Microcredentials Polska: Looking back at this year’s Badge Summit – how would you summarise the value brought by this inspiring community of experts and practitioners?
Noah Geisel: The keyword there is community. People don’t just attend Badge Summit; they become part of a participatory community that embodies connected learning principles: interest-driven, academically oriented, openly networked, peer-supported, production-centred, and shared purpose. This shifts our presenters from broadcasters to collaborators, and empowers passive attendees to become risk-takers and producers. This is truly inspiring to witness and an honour to lead. And it has nothing to do with microcredentials, honestly. It’s all about humans believing that we can change the world and then actually taking the space to start doing it.
MP: In what direction are microcredentials heading? What key changes or trends do you observe in this area?
NG: I think what we saw this year was a clear indication that the direction of microcredentials is moving from promising potential to actually realising that potential. For most people, the totality of microcredentials has begun with creating credentialing programs and issuing credentials for those programs. What’s interesting is that, for the first time, zooming out to a broader ecosystem approach that recognises the importance of taking into account “What next?” after people earn a credential, is becoming widespread. This is an exciting trend. All of the attractive and shiny aspects of the technology, such as portable badges, digital wallets, etc., are only meaningful in a world in which it is vital that credential earners are operationalising their credentials.
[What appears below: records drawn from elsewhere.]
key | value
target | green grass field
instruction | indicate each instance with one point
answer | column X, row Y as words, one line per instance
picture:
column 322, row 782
This has been a fringe point of view for several years, so it’s a significant trend to see it being more widely accepted.
MP: From your perspective, what can the USA learn from Europe or countries like Poland in the context of building national or regional microcredentials ecosystems?
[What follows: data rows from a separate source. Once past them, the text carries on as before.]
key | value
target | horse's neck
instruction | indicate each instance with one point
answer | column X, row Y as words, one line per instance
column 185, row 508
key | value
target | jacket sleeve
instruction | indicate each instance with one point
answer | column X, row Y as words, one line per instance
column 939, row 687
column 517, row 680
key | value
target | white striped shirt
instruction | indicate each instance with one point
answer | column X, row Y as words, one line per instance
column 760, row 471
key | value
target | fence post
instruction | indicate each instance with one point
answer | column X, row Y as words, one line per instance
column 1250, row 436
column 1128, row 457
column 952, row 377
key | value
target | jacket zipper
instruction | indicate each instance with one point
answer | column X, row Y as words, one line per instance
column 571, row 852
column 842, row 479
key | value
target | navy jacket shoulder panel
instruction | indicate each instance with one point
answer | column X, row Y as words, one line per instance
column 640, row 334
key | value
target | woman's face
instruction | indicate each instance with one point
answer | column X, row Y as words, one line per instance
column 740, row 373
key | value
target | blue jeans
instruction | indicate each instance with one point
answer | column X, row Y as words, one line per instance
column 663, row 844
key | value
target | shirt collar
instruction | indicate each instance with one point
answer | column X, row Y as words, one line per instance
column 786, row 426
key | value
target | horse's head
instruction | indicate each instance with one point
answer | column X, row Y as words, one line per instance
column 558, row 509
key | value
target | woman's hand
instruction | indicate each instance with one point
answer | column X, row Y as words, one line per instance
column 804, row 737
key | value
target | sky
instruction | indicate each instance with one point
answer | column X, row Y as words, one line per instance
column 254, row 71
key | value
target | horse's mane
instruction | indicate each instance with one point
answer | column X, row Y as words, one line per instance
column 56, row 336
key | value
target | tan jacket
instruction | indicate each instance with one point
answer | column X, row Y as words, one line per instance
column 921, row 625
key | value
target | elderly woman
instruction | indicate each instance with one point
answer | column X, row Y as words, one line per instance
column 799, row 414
NG: Two very important lessons come to mind. First is the cautionary tale that standardised frameworks are not a silver bullet solution. While national adoption is certainly a huge deal to some committees of respected experts, it does not automatically translate to national implementation that impacts and is appreciated by millions. Second, the best practice of refuse to work in silos. Poland, in particular, is an inspirational example of the scale that can be quickly achieved by collaborating across domains and disciplines, bringing together myriad stakeholders (industry, education, government, NGOs, etc.) to help them see that they are interconnected and even interdependent.
MP: Which achievements or practices from the USA, in your opinion, should be considered for implementation in Europe?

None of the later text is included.